The gateway
The spawn gateway is the server—one Effect-based orchestrator that every client talks to over WebSocket.
The gateway is the spawn server: the orchestrator that everything else talks to. The TUI, web UI, and desktop app are all clients of this one server, connecting over WebSocket to exchange domain events. There is a single orchestrator and many clients.
The server is built on the Effect TS framework, which shapes how its services, layers, and event-sourced core fit together.
What the server does
- WebSocket server — clients (TUI, web, desktop) connect and exchange domain events.
- Provider supervision — spawns and supervises child agent CLIs as child processes, one git worktree per session, and streams their events back.
- Event-sourced orchestration — the core pattern is
commands → decider → events → read model. Sessions and threads carry full event history (work logs, approvals, diffs). - Persistence — SQLite.
- Git worktree management — each session runs in its own isolated worktree.
- CodingRouter — a service that shells out to the local ONNX classifier to decide harness and model for a task (see Routing).
- CoordinationService — the file registry and change-feed sidecar that keeps parallel agents aware of each other (see Coordination).
Architecture
TUI / web / desktop ↔ WebSocket ↔ spawn server (orchestrator)
├─ CodingRouter (→ local ONNX classifier)
├─ CoordinationService (file registry, change feeds)
├─ Orchestration (commands → decider → events → read model)
└─ Provider Drivers (Claude, Codex, Cursor, OpenCode, Grok…)
└── child agent CLIs (one git worktree per session)The server sits in the middle. Clients never talk to agent CLIs directly—they send commands to the server, and the server supervises the underlying processes, routes work, coordinates parallel agents, and streams events back. Schemas for everything—domain events, provider kinds, coordination types—live in a shared contracts package, which is the place to extend when adding new provider kinds or coordination types.
Provider drivers
Each agent harness is integrated through a clean ProviderDriver<Config> interface, paired with per-harness adapters and Effect Layers. A driver's create(...) returns a provider instance that bundles a snapshot, an adapter, and text generation. The built-in drivers are Codex, Claude, Cursor, and OpenCode, with Grok planned.

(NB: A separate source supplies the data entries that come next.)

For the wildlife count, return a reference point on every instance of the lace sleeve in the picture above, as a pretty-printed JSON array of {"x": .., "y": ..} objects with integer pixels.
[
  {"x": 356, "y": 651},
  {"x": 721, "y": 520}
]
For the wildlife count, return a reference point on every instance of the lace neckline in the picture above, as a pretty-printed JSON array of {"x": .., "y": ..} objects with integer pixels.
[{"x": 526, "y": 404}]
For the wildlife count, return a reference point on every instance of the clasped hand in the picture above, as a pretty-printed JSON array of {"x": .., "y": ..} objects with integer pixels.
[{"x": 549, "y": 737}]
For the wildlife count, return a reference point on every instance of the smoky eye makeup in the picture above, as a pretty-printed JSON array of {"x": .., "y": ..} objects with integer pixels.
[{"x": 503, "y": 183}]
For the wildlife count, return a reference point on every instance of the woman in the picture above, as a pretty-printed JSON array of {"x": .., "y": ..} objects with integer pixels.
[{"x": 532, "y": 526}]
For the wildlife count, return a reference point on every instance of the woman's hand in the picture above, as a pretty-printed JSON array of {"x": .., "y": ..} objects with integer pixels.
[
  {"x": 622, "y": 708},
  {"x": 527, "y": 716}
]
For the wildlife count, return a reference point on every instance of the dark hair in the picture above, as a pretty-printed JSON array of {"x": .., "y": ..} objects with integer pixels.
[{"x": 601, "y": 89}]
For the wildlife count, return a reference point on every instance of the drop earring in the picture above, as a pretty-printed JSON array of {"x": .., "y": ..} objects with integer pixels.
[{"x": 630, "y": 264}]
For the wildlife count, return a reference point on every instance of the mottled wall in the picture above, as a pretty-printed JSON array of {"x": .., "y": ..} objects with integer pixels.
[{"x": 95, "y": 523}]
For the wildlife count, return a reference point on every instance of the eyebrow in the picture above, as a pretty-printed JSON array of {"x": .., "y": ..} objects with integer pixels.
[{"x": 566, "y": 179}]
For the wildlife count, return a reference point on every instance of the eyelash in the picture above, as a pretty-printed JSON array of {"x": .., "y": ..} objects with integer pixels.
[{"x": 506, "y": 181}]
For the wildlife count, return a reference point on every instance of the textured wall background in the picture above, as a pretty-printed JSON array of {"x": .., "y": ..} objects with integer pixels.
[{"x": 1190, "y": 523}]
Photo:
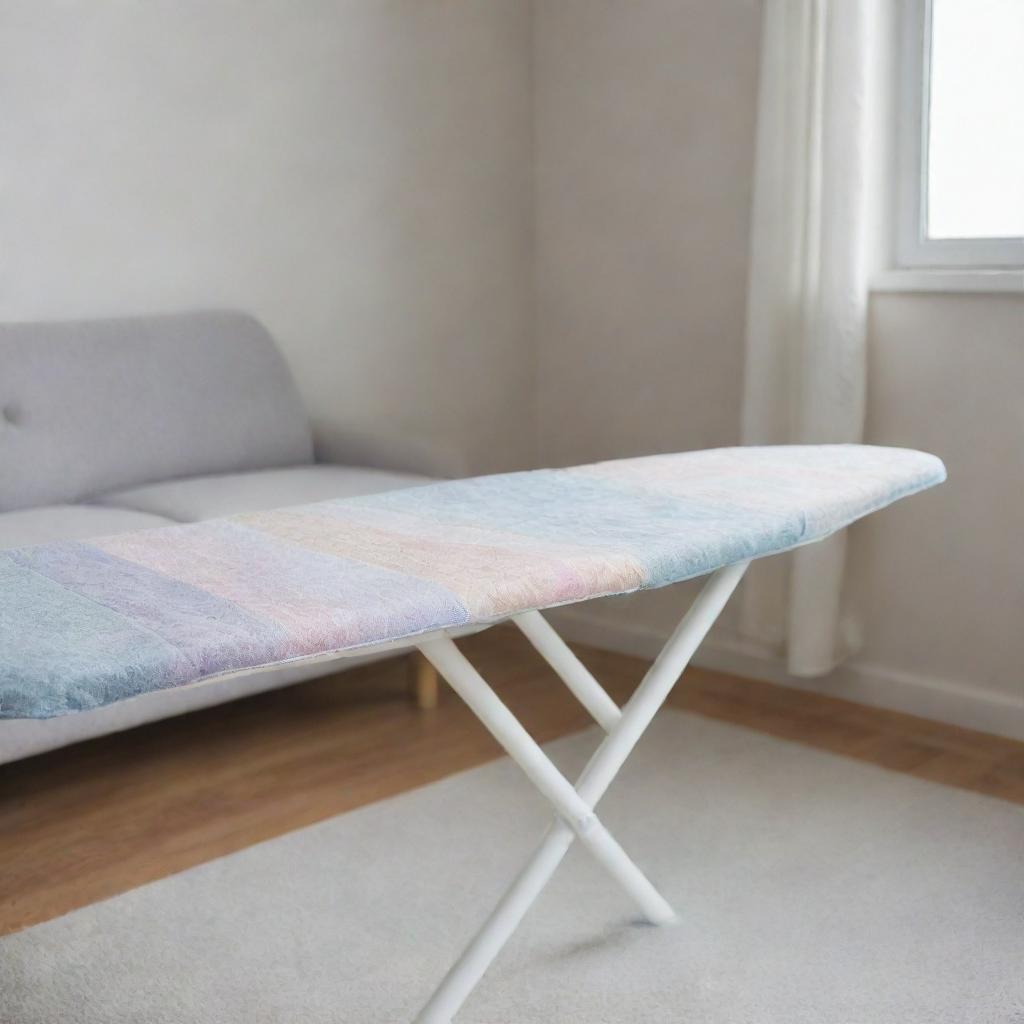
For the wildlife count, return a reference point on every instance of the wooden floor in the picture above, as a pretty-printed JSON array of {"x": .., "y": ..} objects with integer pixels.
[{"x": 92, "y": 820}]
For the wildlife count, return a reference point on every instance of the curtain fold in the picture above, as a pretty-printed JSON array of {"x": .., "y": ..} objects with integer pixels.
[{"x": 817, "y": 236}]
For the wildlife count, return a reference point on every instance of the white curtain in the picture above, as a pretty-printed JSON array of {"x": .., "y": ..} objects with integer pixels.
[{"x": 816, "y": 239}]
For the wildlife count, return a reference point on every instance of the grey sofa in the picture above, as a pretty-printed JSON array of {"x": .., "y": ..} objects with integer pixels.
[{"x": 108, "y": 426}]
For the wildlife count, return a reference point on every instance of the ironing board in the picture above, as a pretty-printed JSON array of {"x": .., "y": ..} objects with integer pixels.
[{"x": 86, "y": 624}]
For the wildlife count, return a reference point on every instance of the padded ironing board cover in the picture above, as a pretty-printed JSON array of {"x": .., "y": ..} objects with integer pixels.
[{"x": 87, "y": 623}]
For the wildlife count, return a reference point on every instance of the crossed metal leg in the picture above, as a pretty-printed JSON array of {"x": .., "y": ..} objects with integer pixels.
[{"x": 573, "y": 805}]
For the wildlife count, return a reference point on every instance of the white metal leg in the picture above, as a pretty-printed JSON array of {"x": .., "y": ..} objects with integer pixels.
[
  {"x": 603, "y": 766},
  {"x": 569, "y": 669},
  {"x": 505, "y": 727}
]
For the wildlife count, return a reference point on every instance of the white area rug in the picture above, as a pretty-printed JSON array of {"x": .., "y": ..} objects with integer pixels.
[{"x": 812, "y": 890}]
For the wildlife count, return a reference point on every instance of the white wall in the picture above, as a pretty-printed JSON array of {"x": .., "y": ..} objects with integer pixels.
[
  {"x": 645, "y": 117},
  {"x": 355, "y": 173}
]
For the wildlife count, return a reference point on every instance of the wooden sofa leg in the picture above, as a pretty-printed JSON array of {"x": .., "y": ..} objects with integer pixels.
[{"x": 422, "y": 681}]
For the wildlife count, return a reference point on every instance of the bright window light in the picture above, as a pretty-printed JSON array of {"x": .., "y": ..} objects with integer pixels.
[{"x": 975, "y": 136}]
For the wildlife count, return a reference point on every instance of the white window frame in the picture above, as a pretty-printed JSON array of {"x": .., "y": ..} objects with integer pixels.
[{"x": 913, "y": 248}]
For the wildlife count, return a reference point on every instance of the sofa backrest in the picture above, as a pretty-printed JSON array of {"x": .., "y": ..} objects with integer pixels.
[{"x": 88, "y": 407}]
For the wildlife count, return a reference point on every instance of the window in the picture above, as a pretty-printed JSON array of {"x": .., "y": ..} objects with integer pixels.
[{"x": 962, "y": 135}]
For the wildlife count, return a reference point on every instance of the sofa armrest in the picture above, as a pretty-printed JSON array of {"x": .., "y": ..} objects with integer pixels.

A session maps to a supervised child CLI: the server launches the corresponding agent CLI as a child process in the session's own git worktree, supervises it, and streams its events back to clients.
Adding a new harness follows a copy-a-driver pattern: copy an existing driver (for example OpenCodeDriver), define its settings in contracts, and register it in the built-in drivers list. Once registered, it appears in the provider list and the router can select it.
Orchestration
The orchestration core is event-sourced. Every change flows through commands → decider → events → read model: a command is evaluated by a decider, which emits events, and the read model is rebuilt from those events. Because nothing is mutated in place, sessions and threads carry their full event history—work logs, approvals, and diffs are all part of the record rather than derived state that can be lost.
Running the gateway
In development, build first and then start the server:
bun run build
bun run --cwd apps/server start -- ...For the full remote and production flags—exposing the gateway over the network—see Remote access. For the complete option reference, see the CLI docs.